Closed Bug 434644 Opened 16 years ago Closed 16 years ago

Crash [@ nsMsgImapHdrXferInfo::GetHeader] when accessing IMAP folder

Categories

(MailNews Core :: Networking: IMAP, defect)

defect
Not set
blocker

Tracking

(Not tracked)

VERIFIED FIXED
mozilla1.9

People

(Reporter: gkw, Assigned: standard8)

References

Details

(Keywords: crash, regression)

Crash Data

Attachments

(3 files, 7 obsolete files)

Attached file stacktrace
Bug 434493 got checked in and subsequently broke accessing IMAP folders to download mail.

Regression range:
2008-05-19-03 didn't crash.
version 3.0a2pre (2008051916) hourly crashed though.

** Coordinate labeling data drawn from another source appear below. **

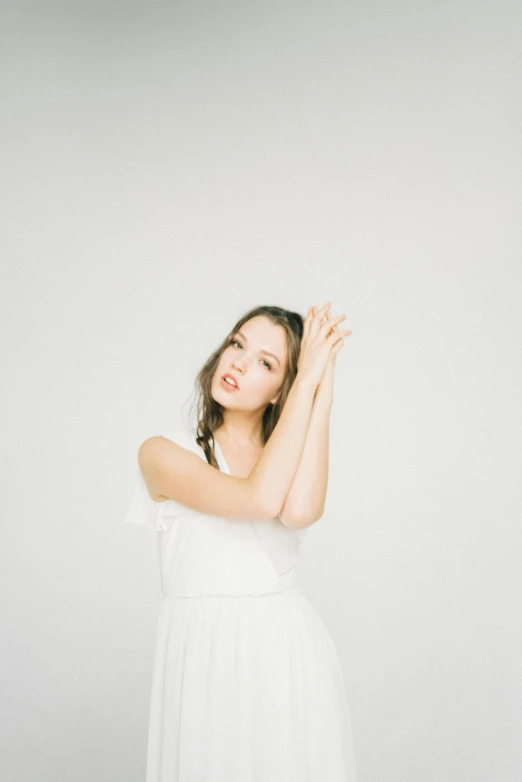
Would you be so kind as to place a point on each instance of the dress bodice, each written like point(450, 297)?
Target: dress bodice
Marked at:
point(204, 555)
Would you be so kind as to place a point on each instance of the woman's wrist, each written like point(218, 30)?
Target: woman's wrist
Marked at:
point(305, 382)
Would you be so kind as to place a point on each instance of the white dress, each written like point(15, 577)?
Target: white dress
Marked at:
point(247, 685)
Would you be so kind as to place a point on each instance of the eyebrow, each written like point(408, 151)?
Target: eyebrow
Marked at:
point(263, 351)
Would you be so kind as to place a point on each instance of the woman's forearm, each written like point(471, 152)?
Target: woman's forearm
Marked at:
point(274, 471)
point(304, 503)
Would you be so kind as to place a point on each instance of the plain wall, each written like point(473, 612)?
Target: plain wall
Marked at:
point(167, 166)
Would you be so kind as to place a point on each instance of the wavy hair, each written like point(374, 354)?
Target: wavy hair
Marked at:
point(210, 413)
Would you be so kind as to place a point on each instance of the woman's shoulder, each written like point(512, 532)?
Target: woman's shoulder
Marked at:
point(185, 436)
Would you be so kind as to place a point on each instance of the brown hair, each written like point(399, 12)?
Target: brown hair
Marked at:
point(210, 412)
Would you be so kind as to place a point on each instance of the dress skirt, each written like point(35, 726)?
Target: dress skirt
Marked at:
point(247, 689)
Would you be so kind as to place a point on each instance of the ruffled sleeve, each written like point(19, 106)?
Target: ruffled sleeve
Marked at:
point(143, 510)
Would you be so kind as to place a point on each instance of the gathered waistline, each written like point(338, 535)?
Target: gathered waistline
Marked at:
point(229, 597)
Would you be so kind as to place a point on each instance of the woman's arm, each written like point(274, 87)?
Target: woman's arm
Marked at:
point(177, 473)
point(304, 503)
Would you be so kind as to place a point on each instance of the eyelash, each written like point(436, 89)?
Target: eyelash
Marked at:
point(236, 342)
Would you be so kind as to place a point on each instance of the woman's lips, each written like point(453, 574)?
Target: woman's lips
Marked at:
point(227, 386)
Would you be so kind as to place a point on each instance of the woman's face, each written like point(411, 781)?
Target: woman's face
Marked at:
point(256, 359)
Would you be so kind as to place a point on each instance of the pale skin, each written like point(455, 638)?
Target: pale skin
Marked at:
point(307, 495)
point(286, 478)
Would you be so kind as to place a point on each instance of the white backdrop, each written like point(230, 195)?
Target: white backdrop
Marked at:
point(167, 166)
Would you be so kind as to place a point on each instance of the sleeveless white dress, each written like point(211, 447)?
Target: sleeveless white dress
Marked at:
point(247, 685)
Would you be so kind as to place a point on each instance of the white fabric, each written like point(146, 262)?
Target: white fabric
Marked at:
point(247, 684)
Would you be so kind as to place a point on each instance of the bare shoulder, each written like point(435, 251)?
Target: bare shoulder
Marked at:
point(156, 454)
point(172, 471)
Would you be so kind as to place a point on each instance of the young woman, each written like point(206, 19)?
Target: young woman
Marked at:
point(247, 685)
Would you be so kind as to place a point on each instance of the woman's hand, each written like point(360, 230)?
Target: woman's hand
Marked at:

http://crash-stats.mozilla.com/report/index/dd247ffa-25fc-11dd-8236-001cc45a2ce4?p=1 is the Breakpad report but I'm doubtful about its relevance.

STR: (fresh profile)

1: Create a new account, entering a Gmail IMAP account setting, ensuring that you head to account settings to enable SSL.
2: Password dialog comes out, enter password.
3: Thunderbird crashes.
Attached patch proposed fix (obsolete) — Splinter Review
we're clearing out the data in m_hdrInfo's elements, so we'd better tell it there are no more elements :-)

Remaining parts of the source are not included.